Les symphonies de Schubert par René Jacobs, une intégrale magistrale
Franz Schubert (1797-1828) : Symphonies, intégrale. B’Rock Orchestra, direction René Jacobs. 2018 à 2020. Notice en anglais. 260’ 08’’. Un coffret Pentatone de 4 CD PTC 5187 353.
Enregistrée à Innsbruck en mars 2018 (1 et 6) et en février 2020 (3 et 5), à Roulers en juillet 2019 (2 et 4) et à Anvers en décembre 2020 (Inachevée et 9), et parue en disques séparés, l’intégrale des symphonies de Schubert par le B’Rock Orchestra dirigé par René Jacobs fait l’objet chez Pentatone d’une mise en coffret à prix doux.
Une aubaine pour ceux qui n’auraient pas thésaurisé ces quatre albums qui s’inscrivent comme d’importants jalons discographiques. Nos confrères Ayrton Desimpelaere (Symphonies n°1 et n°6,), puis Pierre Carrive (Symphonies n°2 et n°3 ; Symphonies n°4 et n°5 ; Symphonies n°8 et n°9 ) ont salué ces parutions dans nos colonnes, octroyant un Joker à trois d’entre elles. Nous partageons leur enthousiasme lors de l‘écoute en continu de ce coffret joliment présenté, avec des images de paysages en couverture des pochettes intérieures. Une notice réduite remplace l’abondance de textes qui accompagnaient chaque étape et constituaient une analyse approfondie de l’univers symphonique schubertien par René Jacobs. On peut le regretter, mais ceux qui souhaitent y avoir accès pourront le faire grâce à un lien qui est précisé.
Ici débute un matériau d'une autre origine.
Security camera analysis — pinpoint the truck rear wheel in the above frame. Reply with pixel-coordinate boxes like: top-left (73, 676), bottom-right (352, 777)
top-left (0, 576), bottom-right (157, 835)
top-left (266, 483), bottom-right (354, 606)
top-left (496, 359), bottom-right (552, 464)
Nous ne nous livrerons pas à une nouvelle présentation de cet ensemble passionnant joué sur instruments d’époque, renvoyant le lecteur aux analyses citées. Nous nous limiterons à des réflexions globales. La première, pour rappeler que René Jacobs estime que, grâce à l’élan de Mozart et de Haydn, la symphonie est devenue l’apogée de la musique instrumentale, une sorte d’opéra pour instruments. Quoi d’étonnant dans cette remarque venant d’un chanteur et chef d’orchestre qui a servi si bien la voix ? La seconde réflexion concerne la conception globale de l’approche de ce corpus schubertien par René Jacobs. Chez lui, la vivacité des tempos est mise en évidence par une jeunesse et une verdeur dynamique dans les premières partitions, qui se transforment par la suite en une énergie vitale débordante que ne dément jamais le discours. Le B’Rock Orchestra, fondé à Gand en 2005, s’en donne à cœur joie.
Ainsi, la Première bénéficie d’une fraîcheur conquérante, la Deuxième d’une souplesse dansante, la Troisième d’élans irrésistibles, dont un Presto vivace final d’une rare élégance. La puissante subtilité de la Quatrième crée un lien évident entre le classicisme et le romantisme, tandis que la Cinquième se souvient de Mozart, dans un contexte de charme permanent. La Sixième est notre coup de cœur absolu, avec sa spontanéité et son expressivité si riches, déployées dans les joyaux que sont ses deux derniers mouvements (Scherzo et Allegro moderato).
René Jacobs choisit de placer la Neuvième, son activité rebondissante et son final péremptoire, peut-être un peu trop retenu, avant une transcendante Inachevée, pour laquelle il fait preuve d’originalité. En tête de chacun des deux mouvements, un texte est récité par l’acteur autrichien Tobias Moretti ; il s’agit d’une narration autobiographique rédigée par Schubert en 1822, Mein Traum, où il évoque la mort de sa mère et la rupture d’avec son père avant réconciliation avec ce dernier. Cette démarche de Jacobs tend à accréditer une thèse datant déjà d’une centaine d’années, qui tendrait à démontrer que le terme d’Inachevée serait inapproprié, les deux parties connues se suffisant à elles-mêmes.
Cette intégrale de référence, qui se révèle passionnante de bout en bout, doit figurer dans toute discothèque schubertienne, à côté d’autres, considérées comme incontournables. Nous pensons bien sûr à celle de Frans Brüggen avec l’Orchestre du 18e siècle (Decca), et à celle de Nikolaus Harnoncourt avec l’Orchestre de chambre d’Europe (ICA Classics).